In Thinking, Fast and Slow -- the author details a double blind trial where the did this. It was worse with humans and AI than with just AI. Humans think they can use AI as a guide and move it in the right direction. But the movements they made, on average, were bad.
Surely in this type of instance (looking at a scan to answer a yes/no question) the human and AI act independently, with the computer being a useful aid because it separately picks up a few of the human's false negatives. Assuming false negatives are a lot worse than false positives, this can only be a good thing.
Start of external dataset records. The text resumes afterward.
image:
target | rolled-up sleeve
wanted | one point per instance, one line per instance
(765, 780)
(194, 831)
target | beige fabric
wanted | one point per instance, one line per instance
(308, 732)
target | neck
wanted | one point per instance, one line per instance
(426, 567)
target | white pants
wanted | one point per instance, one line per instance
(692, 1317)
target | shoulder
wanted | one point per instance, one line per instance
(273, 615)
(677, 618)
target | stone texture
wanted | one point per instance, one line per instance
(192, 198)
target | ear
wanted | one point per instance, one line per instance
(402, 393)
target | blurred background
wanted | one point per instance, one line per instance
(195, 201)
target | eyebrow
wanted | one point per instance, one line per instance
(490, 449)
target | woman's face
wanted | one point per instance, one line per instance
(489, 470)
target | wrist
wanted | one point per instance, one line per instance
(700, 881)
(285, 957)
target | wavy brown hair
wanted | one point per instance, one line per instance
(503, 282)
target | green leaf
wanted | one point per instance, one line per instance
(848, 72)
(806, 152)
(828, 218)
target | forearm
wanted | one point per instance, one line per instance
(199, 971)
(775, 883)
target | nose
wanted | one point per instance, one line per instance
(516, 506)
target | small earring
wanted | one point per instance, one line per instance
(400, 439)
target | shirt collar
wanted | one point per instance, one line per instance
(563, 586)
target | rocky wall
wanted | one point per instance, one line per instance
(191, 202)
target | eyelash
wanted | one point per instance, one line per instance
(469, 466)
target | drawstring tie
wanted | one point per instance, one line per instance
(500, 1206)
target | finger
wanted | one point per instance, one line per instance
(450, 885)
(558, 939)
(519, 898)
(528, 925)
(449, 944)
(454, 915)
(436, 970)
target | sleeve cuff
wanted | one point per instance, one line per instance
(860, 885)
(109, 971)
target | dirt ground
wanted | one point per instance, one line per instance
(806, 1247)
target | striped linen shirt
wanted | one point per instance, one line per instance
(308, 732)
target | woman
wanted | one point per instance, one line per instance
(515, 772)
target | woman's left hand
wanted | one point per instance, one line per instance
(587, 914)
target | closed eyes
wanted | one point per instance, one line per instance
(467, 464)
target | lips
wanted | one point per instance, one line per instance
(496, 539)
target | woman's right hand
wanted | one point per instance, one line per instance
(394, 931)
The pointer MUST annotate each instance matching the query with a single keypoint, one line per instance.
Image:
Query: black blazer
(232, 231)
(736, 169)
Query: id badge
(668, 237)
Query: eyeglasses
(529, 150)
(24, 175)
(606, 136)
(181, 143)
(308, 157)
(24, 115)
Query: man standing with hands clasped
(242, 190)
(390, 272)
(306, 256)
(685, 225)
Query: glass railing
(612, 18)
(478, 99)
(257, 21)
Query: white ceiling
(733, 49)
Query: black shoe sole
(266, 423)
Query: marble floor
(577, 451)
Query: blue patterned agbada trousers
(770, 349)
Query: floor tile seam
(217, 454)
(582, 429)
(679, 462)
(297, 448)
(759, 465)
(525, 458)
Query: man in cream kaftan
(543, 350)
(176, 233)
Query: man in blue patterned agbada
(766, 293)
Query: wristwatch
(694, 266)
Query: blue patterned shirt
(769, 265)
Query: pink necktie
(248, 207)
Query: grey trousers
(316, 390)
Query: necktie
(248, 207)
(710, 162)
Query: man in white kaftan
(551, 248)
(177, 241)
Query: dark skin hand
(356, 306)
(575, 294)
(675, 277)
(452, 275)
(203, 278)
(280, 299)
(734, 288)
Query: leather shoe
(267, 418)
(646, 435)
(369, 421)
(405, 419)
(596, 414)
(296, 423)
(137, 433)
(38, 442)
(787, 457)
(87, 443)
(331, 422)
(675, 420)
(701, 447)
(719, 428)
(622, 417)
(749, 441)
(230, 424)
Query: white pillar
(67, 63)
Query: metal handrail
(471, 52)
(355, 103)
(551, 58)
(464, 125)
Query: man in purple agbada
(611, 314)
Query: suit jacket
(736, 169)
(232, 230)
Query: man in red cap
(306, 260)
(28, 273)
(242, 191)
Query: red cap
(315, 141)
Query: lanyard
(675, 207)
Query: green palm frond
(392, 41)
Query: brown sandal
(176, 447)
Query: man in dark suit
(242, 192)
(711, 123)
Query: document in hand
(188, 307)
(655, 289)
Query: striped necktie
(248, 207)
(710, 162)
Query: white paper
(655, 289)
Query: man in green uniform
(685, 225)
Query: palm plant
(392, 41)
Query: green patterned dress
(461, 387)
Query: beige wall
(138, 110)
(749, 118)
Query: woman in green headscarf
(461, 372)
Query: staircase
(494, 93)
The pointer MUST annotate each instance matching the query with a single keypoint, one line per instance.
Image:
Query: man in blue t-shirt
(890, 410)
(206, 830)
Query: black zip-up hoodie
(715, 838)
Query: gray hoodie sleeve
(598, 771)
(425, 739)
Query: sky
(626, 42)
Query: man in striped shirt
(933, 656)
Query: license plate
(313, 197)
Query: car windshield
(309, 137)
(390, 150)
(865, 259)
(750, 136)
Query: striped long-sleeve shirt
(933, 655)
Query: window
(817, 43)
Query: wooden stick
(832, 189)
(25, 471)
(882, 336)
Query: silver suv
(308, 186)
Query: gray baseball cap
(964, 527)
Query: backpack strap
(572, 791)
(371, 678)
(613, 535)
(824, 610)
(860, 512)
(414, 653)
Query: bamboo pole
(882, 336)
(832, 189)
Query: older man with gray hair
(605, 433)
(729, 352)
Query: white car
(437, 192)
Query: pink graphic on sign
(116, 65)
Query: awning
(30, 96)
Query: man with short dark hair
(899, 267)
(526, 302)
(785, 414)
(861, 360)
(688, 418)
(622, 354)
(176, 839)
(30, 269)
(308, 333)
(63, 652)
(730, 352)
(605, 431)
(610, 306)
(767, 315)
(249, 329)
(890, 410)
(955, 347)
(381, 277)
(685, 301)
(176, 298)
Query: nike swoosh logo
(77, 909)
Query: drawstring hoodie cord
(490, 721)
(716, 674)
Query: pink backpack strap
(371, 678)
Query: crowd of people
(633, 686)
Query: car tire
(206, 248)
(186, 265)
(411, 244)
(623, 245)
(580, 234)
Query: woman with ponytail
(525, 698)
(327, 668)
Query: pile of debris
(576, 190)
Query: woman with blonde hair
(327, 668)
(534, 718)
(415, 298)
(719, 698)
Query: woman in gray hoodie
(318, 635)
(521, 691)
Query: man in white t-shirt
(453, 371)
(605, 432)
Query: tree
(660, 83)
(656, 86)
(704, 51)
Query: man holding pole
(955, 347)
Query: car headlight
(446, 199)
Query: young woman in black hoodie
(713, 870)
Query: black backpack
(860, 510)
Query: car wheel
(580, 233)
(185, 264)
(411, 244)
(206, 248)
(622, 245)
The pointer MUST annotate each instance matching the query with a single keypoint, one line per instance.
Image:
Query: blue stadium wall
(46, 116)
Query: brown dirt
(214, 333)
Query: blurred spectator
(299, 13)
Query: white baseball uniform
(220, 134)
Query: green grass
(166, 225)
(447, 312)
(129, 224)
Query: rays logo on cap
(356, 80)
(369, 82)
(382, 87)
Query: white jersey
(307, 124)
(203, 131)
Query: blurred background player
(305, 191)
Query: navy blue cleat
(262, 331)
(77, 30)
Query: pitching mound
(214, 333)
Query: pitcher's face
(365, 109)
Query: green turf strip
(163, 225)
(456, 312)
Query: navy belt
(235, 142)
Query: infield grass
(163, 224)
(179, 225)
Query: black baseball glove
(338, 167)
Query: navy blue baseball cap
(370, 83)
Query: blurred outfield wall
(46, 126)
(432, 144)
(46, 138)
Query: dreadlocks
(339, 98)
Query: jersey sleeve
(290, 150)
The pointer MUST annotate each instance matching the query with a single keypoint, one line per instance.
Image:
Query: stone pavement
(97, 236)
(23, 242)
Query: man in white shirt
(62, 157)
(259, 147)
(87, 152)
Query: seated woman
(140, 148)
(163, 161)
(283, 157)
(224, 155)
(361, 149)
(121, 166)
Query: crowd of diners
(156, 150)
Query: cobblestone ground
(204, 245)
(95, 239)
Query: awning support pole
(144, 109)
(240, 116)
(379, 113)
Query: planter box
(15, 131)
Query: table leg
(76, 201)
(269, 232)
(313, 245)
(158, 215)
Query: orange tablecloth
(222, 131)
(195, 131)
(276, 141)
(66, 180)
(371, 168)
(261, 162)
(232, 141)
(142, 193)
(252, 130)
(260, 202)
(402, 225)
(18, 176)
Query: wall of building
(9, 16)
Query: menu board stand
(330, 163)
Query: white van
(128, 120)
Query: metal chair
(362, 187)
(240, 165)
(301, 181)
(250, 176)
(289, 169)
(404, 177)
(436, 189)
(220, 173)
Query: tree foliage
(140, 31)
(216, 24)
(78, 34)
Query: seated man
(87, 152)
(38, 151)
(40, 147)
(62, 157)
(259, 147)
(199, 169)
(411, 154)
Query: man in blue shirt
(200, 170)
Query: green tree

If they lead to an unnecessary mastectomy then false positives are pretty bad. Not as bad as dying, obviously, but still a severe blow to a woman's identity and sense of self worth.
It's going to be a hard pill to swallow if you have to tell a woman "sorry, we removed your healthy breast because the computer made a mistake."
I think the idea of "screening" is that you don't just race off to a mastectomy the minute some AI model goes off. Of course, putting more false positives through a fallible process of review does run the risk you speak of.
It sounds like a smart hospital would run a patient through both human and AI screenings separately, and a different doctor to examine both results and evaluate the discrepancies. This way you would keep the strengths of both approaches, lowering the failure rates, and depending on the countries health care funding can be good business from the hospital's POV as they get to charge for the extra work as well as the better success rates to drive business.
And I wonder what happens if you apply machine learning to looking at the difference between AI and human screening results.